Remember when you were a child and you had clay or Play-Doh (I hated the smell of that stuff)? You had opportunity, potential sitting in your hands to mould something. Something unique and all your own. Bring it to life by whispering words of encouragement through your fingers.
Children’s minds are a lot like Play-Doh, not yet formed and waiting on those words of encouragement. Waiting to be moulded into good little beings hopefully laying the foundation to a balanced adulthood. In my Play-Doh days, I was only successful in making vases, little ones. I don’t recall wanting to make anything over than little vases. So my encouragement went into those sticks of clay willing them from blobs to vase greatness. A pretty simple relationship one on one. Unfortunately (or fortunately for some) the development of children is not a one-on-one dynamic.
Let Her Eat Cake
My parents were quite encouraging during my childhood. They probably bordered on indulging me but it was clear that they cared for their only daughter. I was told I was beautiful, my intelligence was affirmed and my reading and writing outside of school was strongly encouraged. A few of the adults in my parents’ circle of family and friends didn’t approve of the way they were raising me but my parents weren’t detracted.
When I was in the 5th grade, my uncle had a barbecue. As the most senior member of the family, his house was the assembly point. I could always look forward to my Uncle Darcy getting drunk and telling a few home truths. At this point in the story I have to tell you this about myself – I am and have always been a picky eater. My family HATED this but my parents paid them no mind. At this particular barbecue, I didn’t eat most of the food on offer (the usual for mini Reds) but I wanted some chocolate cake my aunt had baked. (I LOVE boxed cake – don’t judge me). I don’t know where everyone was but no one was around except for one adult – my cousin’s mother-in-law who I will name Millicent. As I approached the cake, Millicent said to me “Now you know you are too big to be eating that cake”.
So I didn’t eat it.

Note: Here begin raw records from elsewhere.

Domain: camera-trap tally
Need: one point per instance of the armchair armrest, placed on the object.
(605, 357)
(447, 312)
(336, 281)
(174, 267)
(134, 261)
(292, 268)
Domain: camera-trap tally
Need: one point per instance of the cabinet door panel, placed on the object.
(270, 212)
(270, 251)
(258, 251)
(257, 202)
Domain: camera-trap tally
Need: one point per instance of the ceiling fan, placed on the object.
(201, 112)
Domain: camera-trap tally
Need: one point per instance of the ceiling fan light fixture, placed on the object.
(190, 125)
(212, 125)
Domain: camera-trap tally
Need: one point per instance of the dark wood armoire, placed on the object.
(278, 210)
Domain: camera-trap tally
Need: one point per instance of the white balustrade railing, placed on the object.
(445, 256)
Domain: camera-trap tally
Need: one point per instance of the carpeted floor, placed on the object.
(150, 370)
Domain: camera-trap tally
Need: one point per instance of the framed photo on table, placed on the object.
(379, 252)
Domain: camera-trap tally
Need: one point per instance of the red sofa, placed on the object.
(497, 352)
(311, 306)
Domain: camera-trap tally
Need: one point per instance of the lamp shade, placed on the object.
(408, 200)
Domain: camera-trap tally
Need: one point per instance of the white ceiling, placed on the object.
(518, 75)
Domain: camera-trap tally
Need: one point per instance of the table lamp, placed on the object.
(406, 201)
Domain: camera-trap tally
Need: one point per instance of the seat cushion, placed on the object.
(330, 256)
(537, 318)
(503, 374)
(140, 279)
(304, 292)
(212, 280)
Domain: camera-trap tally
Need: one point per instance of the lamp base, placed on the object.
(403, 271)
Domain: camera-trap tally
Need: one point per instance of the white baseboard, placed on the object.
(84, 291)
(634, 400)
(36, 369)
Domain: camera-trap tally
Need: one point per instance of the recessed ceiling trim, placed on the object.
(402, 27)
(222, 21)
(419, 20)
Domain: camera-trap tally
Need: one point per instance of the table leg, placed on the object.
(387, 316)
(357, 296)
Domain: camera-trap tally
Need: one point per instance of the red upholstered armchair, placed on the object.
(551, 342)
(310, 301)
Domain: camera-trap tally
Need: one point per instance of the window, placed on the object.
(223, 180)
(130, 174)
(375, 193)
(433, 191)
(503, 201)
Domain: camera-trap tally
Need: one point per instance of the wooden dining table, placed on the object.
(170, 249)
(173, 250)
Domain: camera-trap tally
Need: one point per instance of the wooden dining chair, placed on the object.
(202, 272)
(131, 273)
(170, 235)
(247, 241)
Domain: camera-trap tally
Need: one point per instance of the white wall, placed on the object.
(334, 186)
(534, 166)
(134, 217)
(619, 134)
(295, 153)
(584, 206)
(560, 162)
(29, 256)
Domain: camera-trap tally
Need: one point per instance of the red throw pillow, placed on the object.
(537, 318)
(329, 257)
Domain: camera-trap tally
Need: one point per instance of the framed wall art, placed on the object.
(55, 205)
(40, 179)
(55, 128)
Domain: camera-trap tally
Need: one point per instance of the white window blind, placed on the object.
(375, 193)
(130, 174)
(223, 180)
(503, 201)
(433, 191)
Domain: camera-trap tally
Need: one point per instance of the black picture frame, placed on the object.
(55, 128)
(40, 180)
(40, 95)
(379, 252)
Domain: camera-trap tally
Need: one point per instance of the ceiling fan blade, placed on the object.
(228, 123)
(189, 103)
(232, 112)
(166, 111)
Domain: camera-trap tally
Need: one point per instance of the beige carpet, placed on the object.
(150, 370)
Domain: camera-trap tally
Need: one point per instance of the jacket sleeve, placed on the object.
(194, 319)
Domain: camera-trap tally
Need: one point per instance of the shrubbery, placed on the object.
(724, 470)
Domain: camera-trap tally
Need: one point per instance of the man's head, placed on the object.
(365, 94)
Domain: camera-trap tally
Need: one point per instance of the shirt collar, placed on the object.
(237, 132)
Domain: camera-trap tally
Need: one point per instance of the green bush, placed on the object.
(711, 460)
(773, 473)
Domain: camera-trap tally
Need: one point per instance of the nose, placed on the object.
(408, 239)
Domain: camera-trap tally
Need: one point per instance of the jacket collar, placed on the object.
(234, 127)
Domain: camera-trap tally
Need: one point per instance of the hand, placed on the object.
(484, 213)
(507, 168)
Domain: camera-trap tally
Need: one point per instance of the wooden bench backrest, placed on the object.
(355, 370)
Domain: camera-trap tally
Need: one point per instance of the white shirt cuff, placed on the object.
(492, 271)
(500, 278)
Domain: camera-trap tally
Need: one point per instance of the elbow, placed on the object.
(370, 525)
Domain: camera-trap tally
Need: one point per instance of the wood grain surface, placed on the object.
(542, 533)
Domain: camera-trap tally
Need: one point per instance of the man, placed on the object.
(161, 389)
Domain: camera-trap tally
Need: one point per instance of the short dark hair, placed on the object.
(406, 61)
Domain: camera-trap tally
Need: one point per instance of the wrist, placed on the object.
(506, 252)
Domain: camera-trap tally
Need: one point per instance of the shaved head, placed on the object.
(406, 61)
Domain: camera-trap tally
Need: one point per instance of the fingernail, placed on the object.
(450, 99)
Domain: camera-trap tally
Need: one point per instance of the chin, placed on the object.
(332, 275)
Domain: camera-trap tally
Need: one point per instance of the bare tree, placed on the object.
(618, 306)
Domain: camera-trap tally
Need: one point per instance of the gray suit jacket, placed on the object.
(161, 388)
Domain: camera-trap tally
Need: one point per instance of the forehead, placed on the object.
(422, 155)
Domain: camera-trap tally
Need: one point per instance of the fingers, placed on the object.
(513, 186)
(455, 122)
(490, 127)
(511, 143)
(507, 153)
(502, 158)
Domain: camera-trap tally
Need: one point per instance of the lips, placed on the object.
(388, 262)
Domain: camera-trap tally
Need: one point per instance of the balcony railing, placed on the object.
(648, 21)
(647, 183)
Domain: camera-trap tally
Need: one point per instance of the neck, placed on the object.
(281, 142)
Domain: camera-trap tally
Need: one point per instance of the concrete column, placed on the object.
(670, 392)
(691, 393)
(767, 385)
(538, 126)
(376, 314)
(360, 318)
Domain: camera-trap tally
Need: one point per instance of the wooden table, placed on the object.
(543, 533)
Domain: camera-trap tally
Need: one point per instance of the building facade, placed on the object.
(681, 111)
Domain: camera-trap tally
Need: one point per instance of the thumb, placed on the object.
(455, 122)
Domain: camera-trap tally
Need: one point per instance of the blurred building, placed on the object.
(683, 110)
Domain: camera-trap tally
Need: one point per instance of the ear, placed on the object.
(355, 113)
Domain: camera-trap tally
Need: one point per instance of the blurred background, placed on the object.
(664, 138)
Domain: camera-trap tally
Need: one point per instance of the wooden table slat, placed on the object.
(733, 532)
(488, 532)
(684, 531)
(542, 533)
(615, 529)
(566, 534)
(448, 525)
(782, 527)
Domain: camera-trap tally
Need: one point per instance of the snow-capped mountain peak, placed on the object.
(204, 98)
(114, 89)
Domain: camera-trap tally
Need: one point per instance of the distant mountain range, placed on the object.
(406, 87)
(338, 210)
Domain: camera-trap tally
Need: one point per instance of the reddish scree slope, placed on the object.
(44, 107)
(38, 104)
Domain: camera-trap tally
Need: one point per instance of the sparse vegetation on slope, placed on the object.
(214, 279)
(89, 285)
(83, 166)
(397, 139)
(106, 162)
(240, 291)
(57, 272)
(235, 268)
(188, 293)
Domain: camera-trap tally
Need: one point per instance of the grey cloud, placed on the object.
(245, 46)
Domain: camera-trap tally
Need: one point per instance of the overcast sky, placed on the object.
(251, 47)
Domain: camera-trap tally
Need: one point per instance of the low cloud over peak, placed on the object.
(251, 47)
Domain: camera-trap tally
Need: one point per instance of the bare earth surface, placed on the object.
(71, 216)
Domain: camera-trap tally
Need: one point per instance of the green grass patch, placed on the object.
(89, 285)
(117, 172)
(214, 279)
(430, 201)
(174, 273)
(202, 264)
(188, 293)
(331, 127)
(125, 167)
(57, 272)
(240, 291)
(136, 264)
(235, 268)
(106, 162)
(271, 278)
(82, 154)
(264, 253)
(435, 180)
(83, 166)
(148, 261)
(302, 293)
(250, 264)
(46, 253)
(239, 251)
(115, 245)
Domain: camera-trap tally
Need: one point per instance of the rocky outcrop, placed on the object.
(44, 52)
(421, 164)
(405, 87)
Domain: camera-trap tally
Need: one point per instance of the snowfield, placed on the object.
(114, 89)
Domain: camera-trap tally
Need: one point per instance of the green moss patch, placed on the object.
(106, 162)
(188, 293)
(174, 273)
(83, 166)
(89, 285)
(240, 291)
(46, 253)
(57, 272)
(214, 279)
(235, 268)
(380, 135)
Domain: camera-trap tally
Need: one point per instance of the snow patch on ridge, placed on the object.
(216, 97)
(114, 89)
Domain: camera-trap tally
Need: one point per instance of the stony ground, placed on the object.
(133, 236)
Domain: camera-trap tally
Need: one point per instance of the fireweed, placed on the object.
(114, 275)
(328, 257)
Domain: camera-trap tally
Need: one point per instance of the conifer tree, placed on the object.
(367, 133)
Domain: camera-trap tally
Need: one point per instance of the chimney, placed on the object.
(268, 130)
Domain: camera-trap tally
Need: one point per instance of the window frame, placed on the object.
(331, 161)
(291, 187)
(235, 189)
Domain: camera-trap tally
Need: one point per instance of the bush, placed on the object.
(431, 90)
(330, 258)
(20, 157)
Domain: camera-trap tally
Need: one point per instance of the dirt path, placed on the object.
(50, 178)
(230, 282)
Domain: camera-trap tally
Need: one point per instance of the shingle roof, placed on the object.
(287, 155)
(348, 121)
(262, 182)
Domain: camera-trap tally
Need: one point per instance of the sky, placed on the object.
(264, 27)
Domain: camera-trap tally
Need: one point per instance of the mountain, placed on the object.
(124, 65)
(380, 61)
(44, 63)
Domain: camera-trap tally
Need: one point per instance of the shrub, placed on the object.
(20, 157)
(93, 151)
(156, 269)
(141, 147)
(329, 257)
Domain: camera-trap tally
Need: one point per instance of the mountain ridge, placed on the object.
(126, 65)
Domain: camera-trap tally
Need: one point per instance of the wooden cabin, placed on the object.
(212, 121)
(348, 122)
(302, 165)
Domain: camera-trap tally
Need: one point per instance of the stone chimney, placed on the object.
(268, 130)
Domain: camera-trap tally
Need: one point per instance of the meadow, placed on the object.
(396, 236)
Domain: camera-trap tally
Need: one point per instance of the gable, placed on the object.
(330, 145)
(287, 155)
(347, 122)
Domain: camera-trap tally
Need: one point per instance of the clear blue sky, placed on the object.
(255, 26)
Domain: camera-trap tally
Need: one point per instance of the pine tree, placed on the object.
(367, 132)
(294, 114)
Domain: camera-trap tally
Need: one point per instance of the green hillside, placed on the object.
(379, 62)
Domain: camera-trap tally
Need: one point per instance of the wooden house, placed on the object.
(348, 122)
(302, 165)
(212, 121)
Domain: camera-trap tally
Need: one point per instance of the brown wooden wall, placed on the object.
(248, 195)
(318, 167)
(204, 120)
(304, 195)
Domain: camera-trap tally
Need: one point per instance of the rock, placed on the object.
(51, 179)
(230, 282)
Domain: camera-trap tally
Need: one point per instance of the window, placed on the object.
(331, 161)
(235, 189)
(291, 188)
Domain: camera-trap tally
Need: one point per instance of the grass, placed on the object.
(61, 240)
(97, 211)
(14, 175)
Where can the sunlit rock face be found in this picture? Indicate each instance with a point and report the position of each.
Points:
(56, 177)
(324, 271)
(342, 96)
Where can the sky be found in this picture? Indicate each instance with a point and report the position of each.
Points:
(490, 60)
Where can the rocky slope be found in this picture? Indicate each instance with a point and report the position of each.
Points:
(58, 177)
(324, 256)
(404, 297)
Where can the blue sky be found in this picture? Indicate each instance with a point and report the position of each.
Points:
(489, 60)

Now I know this seems like something inconsequential but its not (I am actually crying as I type this because this memory reminds me of the struggles I have faced since then). Millicent said this to me when no adults were present. Had my father or uncle been in earshot, they would have cursed her out something special. Millicent was a child educator. These two factors tell adult Reds that she should have known better and probably did.
Millicent’s voice became my voice whenever I wanted to eat something. “Girl you know you are too big to eat that pizza”, “Girl you know you are too big to eat that rice”. My relationship with food was cemented and damaged. As an adult, I don’t feel comfortable eating in front of people. I purposely eat less so that my lunch dates don’t judge me for being too fat for eating so much.
When I was in the 5th grade, I choked badly scratching my throat. For two months after that I did not eat. Not a single thing. I lost so much weight. It was my first diet – I’ve been obsessed with dozens of fad diets since then. And I still heard Millicent’s voice but I was proving her wrong because I wasn’t eating anything! I didn’t share this story with my mother until I was an adult because I feel like a child every time I relive this day.
I share this story because we sometimes whisper words carelessly into the ears of children. Some of those words drift through their minds not making an impact but other words stick and you can’t flick a switch to filter what should and should not scar their impressionable souls. As adults we should be aware of how we behave around children because we don’t know what line of our plays they will memorise and replay.